HashMap is made up of two collection implementations i.e. Array and LinkedList. 

It stores its key value pairs in the buckets where each bucket corresponds to an index in the array. The array index is calculated by taking into account key's hashcode value and the size of the array. Each hashcode value can fall into the same bucket so these key-value pairs are stored in a LinkedList structure, this is known as collision in hash based collections. To get a value from a hashmap first the hashcode value of the key is computed and then the index position in the array is calculated which is also called bucket and if the bucket contains multiple values, all the values are iterated to find the correct value using the object(key) equals() method. So, proper implementation of hashcode() and equals() is necessary to ensure correct working of hash based collections.


Immutable objects act as great building blocks for other objects whether mutable or immutable. So, immutable object make good map keys and set elements as their values will not change once they are in a map or set.

Initial Capacity and Load Factor

Initial Capacity and load factor plays an important part in deciding the performance of the hash based collections. The capacity is the number of buckets and the initial capacity is the capacity that is defined while creating a hashmap. The load factor decides how full the hashmap can get before its capacity is increased. The default capacity and load factor of hashmap are 16 and 0.75 respectively this means initially hashmap will contain 16 buckets and the capacity of the hashmap is doubled when it is 75% filled.

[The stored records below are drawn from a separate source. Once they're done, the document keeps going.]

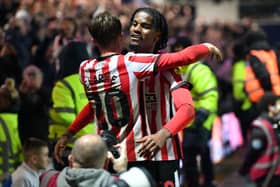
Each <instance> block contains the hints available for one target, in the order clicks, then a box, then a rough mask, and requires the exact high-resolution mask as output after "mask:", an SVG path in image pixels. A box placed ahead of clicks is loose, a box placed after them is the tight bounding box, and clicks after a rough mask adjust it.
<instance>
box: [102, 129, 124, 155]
mask: <svg viewBox="0 0 280 187" xmlns="http://www.w3.org/2000/svg"><path fill="white" fill-rule="evenodd" d="M100 135H101V137H102V139H103V140H104V141H105V143H106V145H107V148H108V150H109V151H110V152H111V153H112V154H113V156H114V158H119V157H120V153H119V151H118V150H117V149H116V148H115V147H114V145H116V144H118V140H117V137H116V135H115V133H114V132H113V131H111V130H104V131H103V132H102V133H101V134H100Z"/></svg>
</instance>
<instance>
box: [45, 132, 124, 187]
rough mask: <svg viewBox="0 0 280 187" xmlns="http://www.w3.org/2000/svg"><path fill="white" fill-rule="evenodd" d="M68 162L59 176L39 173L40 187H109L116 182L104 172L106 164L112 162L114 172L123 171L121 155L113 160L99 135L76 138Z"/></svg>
mask: <svg viewBox="0 0 280 187" xmlns="http://www.w3.org/2000/svg"><path fill="white" fill-rule="evenodd" d="M121 152H122V151H121ZM68 159H69V166H68V167H65V168H64V169H63V170H62V171H61V172H58V171H55V170H49V171H47V172H45V173H43V174H42V175H41V177H40V187H48V186H49V187H51V186H73V185H74V186H80V185H82V184H83V185H82V186H109V185H111V184H112V183H113V182H114V181H115V180H116V177H115V176H113V175H111V174H110V173H109V172H108V171H106V170H105V169H106V168H107V165H108V163H109V161H112V163H113V167H114V170H115V171H116V172H121V171H124V170H126V167H127V158H126V156H125V154H123V153H121V156H120V157H119V158H118V159H114V157H113V155H112V154H111V153H110V152H108V148H107V146H106V143H105V142H104V141H103V139H102V138H101V137H100V136H99V135H91V134H88V135H84V136H81V137H80V138H78V139H77V140H76V141H75V143H74V146H73V149H72V151H71V154H70V155H69V157H68ZM81 179H82V180H81ZM81 183H82V184H81Z"/></svg>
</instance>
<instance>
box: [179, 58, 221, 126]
mask: <svg viewBox="0 0 280 187" xmlns="http://www.w3.org/2000/svg"><path fill="white" fill-rule="evenodd" d="M179 71H180V73H181V74H182V75H183V76H184V78H185V80H186V81H188V82H190V83H191V84H192V85H193V88H192V89H191V94H192V97H193V101H194V105H195V111H196V112H197V111H199V110H203V111H205V112H207V114H208V116H206V119H205V120H204V121H203V126H204V128H206V129H207V130H210V129H211V128H212V125H213V122H214V119H215V117H216V115H217V106H218V85H217V84H218V83H217V80H216V76H215V75H214V74H213V72H212V71H211V70H210V68H209V67H207V65H205V64H203V63H202V62H197V63H194V64H190V65H187V66H183V67H180V70H179ZM205 76H206V77H205ZM201 77H204V80H207V81H201Z"/></svg>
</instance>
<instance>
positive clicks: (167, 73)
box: [144, 70, 192, 160]
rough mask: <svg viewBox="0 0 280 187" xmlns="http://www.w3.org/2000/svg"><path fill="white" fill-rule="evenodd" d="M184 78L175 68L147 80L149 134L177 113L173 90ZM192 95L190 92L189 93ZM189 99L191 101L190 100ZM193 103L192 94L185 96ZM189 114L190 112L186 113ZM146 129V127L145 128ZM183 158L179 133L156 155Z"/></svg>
mask: <svg viewBox="0 0 280 187" xmlns="http://www.w3.org/2000/svg"><path fill="white" fill-rule="evenodd" d="M182 83H183V81H182V78H181V76H180V75H178V74H176V73H175V72H174V71H173V70H169V71H164V72H159V73H158V74H157V75H156V76H153V77H150V78H149V79H146V80H145V86H144V87H145V88H144V90H145V102H144V103H145V107H144V108H145V109H146V112H145V114H146V115H147V121H148V125H146V129H147V130H146V132H147V134H154V133H156V132H157V131H159V130H160V129H162V128H163V127H164V125H165V124H166V123H167V122H168V121H170V119H171V118H172V117H173V116H174V114H175V113H176V111H175V108H174V103H173V99H172V98H171V91H172V90H173V89H176V88H178V87H179V86H180V85H184V84H182ZM189 95H190V94H189ZM188 99H189V101H188ZM185 100H186V102H190V103H192V99H191V95H190V97H189V98H185ZM186 115H188V114H186ZM144 129H145V128H144ZM179 158H182V150H181V145H180V143H179V139H178V136H177V135H174V136H172V138H169V139H167V141H166V144H165V145H164V146H163V148H162V149H161V151H159V152H158V153H157V154H156V155H155V158H154V159H155V160H178V159H179Z"/></svg>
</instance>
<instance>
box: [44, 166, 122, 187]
mask: <svg viewBox="0 0 280 187" xmlns="http://www.w3.org/2000/svg"><path fill="white" fill-rule="evenodd" d="M50 179H51V177H50V178H49V179H48V180H50ZM43 180H44V179H43ZM48 180H47V181H48ZM115 180H117V178H116V177H115V176H112V175H111V174H110V173H109V172H108V171H106V170H104V169H92V168H69V167H66V168H64V169H63V170H62V171H61V172H60V173H59V174H58V177H57V178H56V186H57V187H88V186H90V187H95V186H96V187H107V186H111V185H112V184H113V182H114V181H115ZM47 183H48V182H47ZM40 187H42V183H41V185H40Z"/></svg>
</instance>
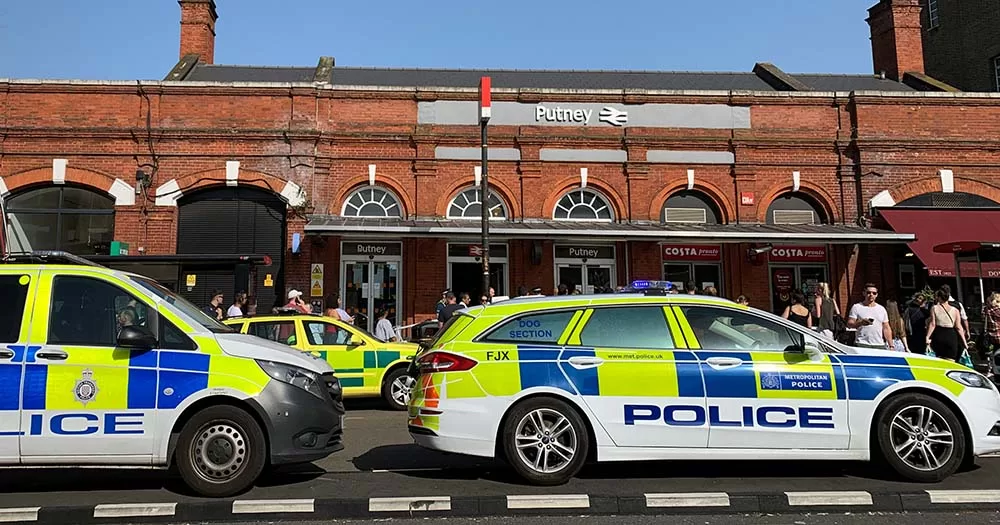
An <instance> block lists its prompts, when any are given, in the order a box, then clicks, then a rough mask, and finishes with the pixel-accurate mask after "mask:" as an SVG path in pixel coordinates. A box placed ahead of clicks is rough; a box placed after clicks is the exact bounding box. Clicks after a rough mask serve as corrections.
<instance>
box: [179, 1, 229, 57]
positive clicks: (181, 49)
mask: <svg viewBox="0 0 1000 525" xmlns="http://www.w3.org/2000/svg"><path fill="white" fill-rule="evenodd" d="M177 3H178V4H180V6H181V58H184V56H185V55H191V54H194V55H198V59H199V61H200V62H201V63H203V64H211V63H213V62H214V61H215V21H216V20H218V18H219V15H218V13H216V12H215V0H177Z"/></svg>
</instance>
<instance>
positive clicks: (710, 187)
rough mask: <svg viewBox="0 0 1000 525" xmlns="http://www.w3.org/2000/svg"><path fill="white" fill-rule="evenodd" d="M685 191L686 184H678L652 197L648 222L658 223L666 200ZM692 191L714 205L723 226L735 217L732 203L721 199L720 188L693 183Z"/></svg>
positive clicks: (708, 183) (733, 209)
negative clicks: (661, 212) (674, 194)
mask: <svg viewBox="0 0 1000 525" xmlns="http://www.w3.org/2000/svg"><path fill="white" fill-rule="evenodd" d="M686 189H687V183H686V182H678V183H675V184H672V185H670V186H667V187H665V188H663V189H662V190H660V192H659V193H657V194H656V195H655V196H653V200H652V202H650V203H649V220H651V221H656V222H659V221H660V216H661V212H662V211H663V207H664V206H666V205H667V199H669V198H670V197H671V196H673V194H674V193H676V192H678V191H682V190H686ZM694 191H698V192H700V193H701V194H702V195H704V196H705V197H707V198H708V200H709V201H711V202H712V203H713V204H715V207H716V208H718V209H719V213H721V214H722V217H719V220H720V221H722V223H723V224H728V223H729V222H731V221H732V220H733V218H734V217H736V209H735V208H734V207H733V206H732V203H730V202H729V200H728V199H726V198H725V197H723V195H725V192H724V191H722V188H720V187H718V186H716V185H715V184H712V183H711V182H695V183H694Z"/></svg>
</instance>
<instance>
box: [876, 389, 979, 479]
mask: <svg viewBox="0 0 1000 525" xmlns="http://www.w3.org/2000/svg"><path fill="white" fill-rule="evenodd" d="M879 414H880V415H879V419H878V422H877V425H878V426H877V431H876V434H877V437H878V445H879V449H880V450H881V459H882V460H883V461H884V462H885V463H887V464H888V465H889V466H890V467H892V469H893V470H895V471H896V472H897V473H898V474H899V475H900V476H902V477H904V478H906V479H908V480H910V481H916V482H920V483H937V482H939V481H941V480H943V479H945V478H947V477H948V476H950V475H952V474H954V473H955V471H956V470H958V468H959V467H960V466H961V465H962V464H963V462H965V460H966V455H967V454H968V450H967V446H966V439H965V429H964V428H963V427H962V422H961V421H959V419H958V416H957V415H955V413H954V412H953V411H952V410H951V408H949V407H948V405H945V404H944V403H942V402H941V401H939V400H937V399H935V398H933V397H930V396H927V395H924V394H903V395H900V396H897V397H894V398H892V399H890V400H889V401H888V402H887V403H886V405H885V406H884V408H883V409H882V410H881V411H880V413H879Z"/></svg>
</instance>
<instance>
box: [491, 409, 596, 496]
mask: <svg viewBox="0 0 1000 525" xmlns="http://www.w3.org/2000/svg"><path fill="white" fill-rule="evenodd" d="M589 446H590V440H589V437H588V434H587V427H586V425H584V423H583V419H581V418H580V415H579V413H578V412H577V411H576V410H575V409H574V408H573V407H571V406H570V405H569V404H568V403H566V402H564V401H560V400H558V399H552V398H544V397H539V398H533V399H529V400H527V401H524V402H522V403H519V404H518V405H516V406H515V407H514V408H513V409H512V410H511V412H510V414H509V415H508V417H507V422H506V423H505V424H504V428H503V448H504V453H505V455H506V457H507V461H508V462H509V463H510V464H511V466H512V467H513V468H514V470H515V471H517V473H518V474H519V475H521V477H523V478H524V479H526V480H528V481H529V482H531V483H532V484H535V485H561V484H563V483H566V482H567V481H569V480H570V478H572V477H573V476H575V475H576V474H577V473H578V472H579V471H580V469H581V468H583V464H584V463H585V462H586V461H587V451H588V447H589Z"/></svg>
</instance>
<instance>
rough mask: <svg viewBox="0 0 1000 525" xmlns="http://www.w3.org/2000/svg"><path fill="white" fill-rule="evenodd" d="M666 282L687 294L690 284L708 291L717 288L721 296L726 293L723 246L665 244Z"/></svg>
mask: <svg viewBox="0 0 1000 525" xmlns="http://www.w3.org/2000/svg"><path fill="white" fill-rule="evenodd" d="M660 254H661V255H662V259H663V280H664V281H670V282H671V283H673V285H674V287H675V288H676V289H677V290H679V291H681V292H684V291H686V290H687V285H688V283H690V282H694V283H695V287H696V288H697V289H699V290H704V289H705V288H708V287H709V286H714V287H715V289H716V290H718V292H719V295H722V296H724V295H725V292H724V291H723V289H722V246H720V245H718V244H715V245H708V244H663V245H661V249H660Z"/></svg>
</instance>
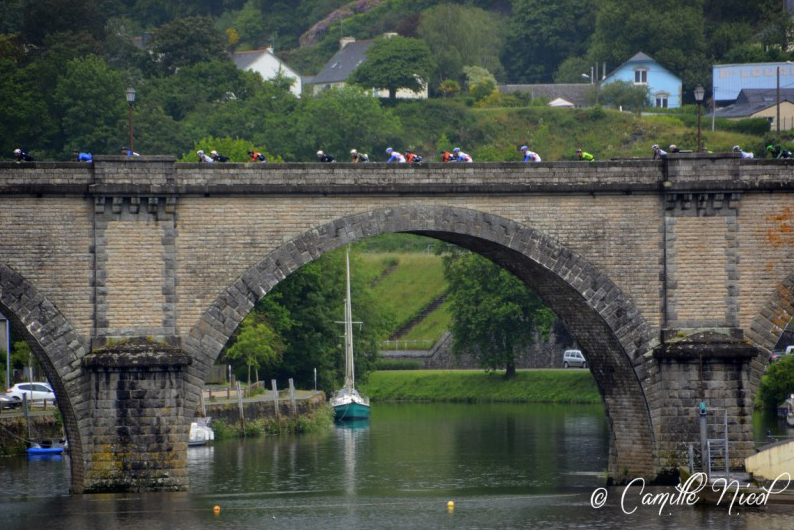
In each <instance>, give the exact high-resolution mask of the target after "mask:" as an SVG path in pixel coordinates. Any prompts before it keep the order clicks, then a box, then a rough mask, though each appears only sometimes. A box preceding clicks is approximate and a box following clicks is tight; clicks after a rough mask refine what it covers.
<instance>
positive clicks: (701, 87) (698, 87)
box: [695, 85, 706, 153]
mask: <svg viewBox="0 0 794 530" xmlns="http://www.w3.org/2000/svg"><path fill="white" fill-rule="evenodd" d="M705 92H706V91H705V90H703V87H702V86H700V85H698V86H696V87H695V101H696V102H697V104H698V153H700V151H701V149H703V143H702V142H701V141H700V105H701V104H702V103H703V96H704V94H705Z"/></svg>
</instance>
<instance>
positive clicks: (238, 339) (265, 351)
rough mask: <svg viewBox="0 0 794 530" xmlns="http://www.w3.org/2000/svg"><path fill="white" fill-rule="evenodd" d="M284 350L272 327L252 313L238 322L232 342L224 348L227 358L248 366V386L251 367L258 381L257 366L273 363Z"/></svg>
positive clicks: (246, 366)
mask: <svg viewBox="0 0 794 530" xmlns="http://www.w3.org/2000/svg"><path fill="white" fill-rule="evenodd" d="M283 351H284V344H283V343H282V342H281V340H280V337H279V336H278V335H277V334H276V332H275V331H274V330H273V328H272V327H270V326H269V325H267V323H263V322H257V321H256V320H255V315H254V314H253V313H251V314H249V315H248V316H246V318H244V319H243V321H242V323H241V324H240V329H239V333H238V334H237V337H236V339H235V341H234V344H233V345H232V346H231V347H230V348H229V349H227V350H226V352H225V355H226V358H227V359H230V360H232V361H242V362H244V363H245V366H246V367H247V368H248V386H251V368H254V369H255V370H256V380H257V381H259V368H261V367H263V366H266V365H274V364H275V363H276V362H278V360H279V358H280V357H281V354H282V353H283Z"/></svg>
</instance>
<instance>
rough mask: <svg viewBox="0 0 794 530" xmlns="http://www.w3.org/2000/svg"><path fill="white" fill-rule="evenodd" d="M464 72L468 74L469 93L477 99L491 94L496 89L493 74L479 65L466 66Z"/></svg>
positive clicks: (464, 73) (495, 89)
mask: <svg viewBox="0 0 794 530" xmlns="http://www.w3.org/2000/svg"><path fill="white" fill-rule="evenodd" d="M463 73H464V74H466V85H467V86H468V87H469V93H470V94H471V95H472V96H474V99H476V100H477V101H479V100H481V99H483V98H484V97H486V96H488V95H490V94H491V93H493V92H494V91H495V90H496V79H495V78H494V76H493V74H491V72H489V71H488V70H486V69H485V68H481V67H479V66H464V67H463Z"/></svg>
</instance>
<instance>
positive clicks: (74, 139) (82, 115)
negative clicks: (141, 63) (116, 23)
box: [53, 56, 127, 158]
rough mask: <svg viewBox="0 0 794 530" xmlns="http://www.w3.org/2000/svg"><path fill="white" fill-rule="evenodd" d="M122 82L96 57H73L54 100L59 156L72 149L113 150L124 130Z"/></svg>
mask: <svg viewBox="0 0 794 530" xmlns="http://www.w3.org/2000/svg"><path fill="white" fill-rule="evenodd" d="M125 89H126V86H125V83H124V81H123V79H122V77H121V74H120V73H119V72H116V71H113V70H110V69H109V68H108V67H107V65H106V64H105V62H104V61H103V60H102V59H100V58H98V57H95V56H88V57H85V58H84V59H72V60H71V61H69V62H68V63H67V65H66V73H64V75H63V76H61V78H60V79H59V80H58V84H57V86H56V87H55V92H54V94H53V101H54V104H55V106H56V109H57V114H58V116H60V125H61V131H62V133H63V140H64V142H68V144H65V145H61V150H62V156H63V157H64V158H66V157H68V156H69V154H70V153H71V151H72V149H79V150H85V151H90V152H93V153H116V152H117V150H118V147H119V145H120V143H121V142H122V138H124V135H125V132H126V129H127V128H126V126H125V125H126V120H125V118H126V116H127V104H126V100H125V97H124V91H125Z"/></svg>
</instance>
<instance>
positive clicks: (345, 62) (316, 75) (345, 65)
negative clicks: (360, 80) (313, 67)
mask: <svg viewBox="0 0 794 530" xmlns="http://www.w3.org/2000/svg"><path fill="white" fill-rule="evenodd" d="M374 43H375V41H373V40H359V41H355V42H350V43H348V44H346V45H345V46H344V47H343V48H342V49H341V50H339V51H338V52H336V53H335V54H334V56H333V57H331V59H330V60H329V61H328V62H327V63H325V66H324V67H323V69H322V70H320V73H319V74H317V75H316V76H315V77H314V81H312V82H313V83H314V84H315V85H319V84H325V83H339V82H340V81H346V80H347V78H348V77H350V74H352V73H353V71H354V70H355V69H356V68H358V65H360V64H361V63H363V62H364V61H365V60H366V58H367V50H368V49H369V47H370V46H372V45H373V44H374Z"/></svg>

Higher values of load factor will decrease the space overhead but it will eventually increase the look up cost. While lower values of load factor will increase the rehashing operations thereby decreasing the performance. So, a good tradeoff between initial capacity and load factor is necessary to improve the performance of the hashmap by reducing the rehashing operations. Rehashing means to create a new array and map the old elements into the new array by applying the hashing function.


HashSet is backed by HashMap instance and it stores unique elements but order in which the elements are stored is not defined, it also allows null element.

The value that is added to the HashSet acts as a key to the backing HashMap with a dummy object as the value to that key which is a static constant so that multiple add operations does not result in multiple instances of object. For example if we add a value to the hashset like
Set<String> collections= new HashSet<String>();
then internally it is stored in a map as hashmap.put("HashSet",dummy) where dummy is 
private static final Object dummy = new Object();

When iterating over a HashSet a keyset iterator is returned not the values. Since the elements stored in the HashSet are stored as keys into the HashMap. 


  1. Another important difference between HashMap and Hashset is that , HashMap is two object architecture both key and value while HashSet just stores object. by the way nice article you have covered the topic really well.

  2. Replies
    1. Thanks for the additional information on hashset.

  3. if possible, give picture description of bucket and how it will store will even more effective. Enjoyed the article. Thanks

  4. I will try to incorporate pictorial description. Thanks for your comments.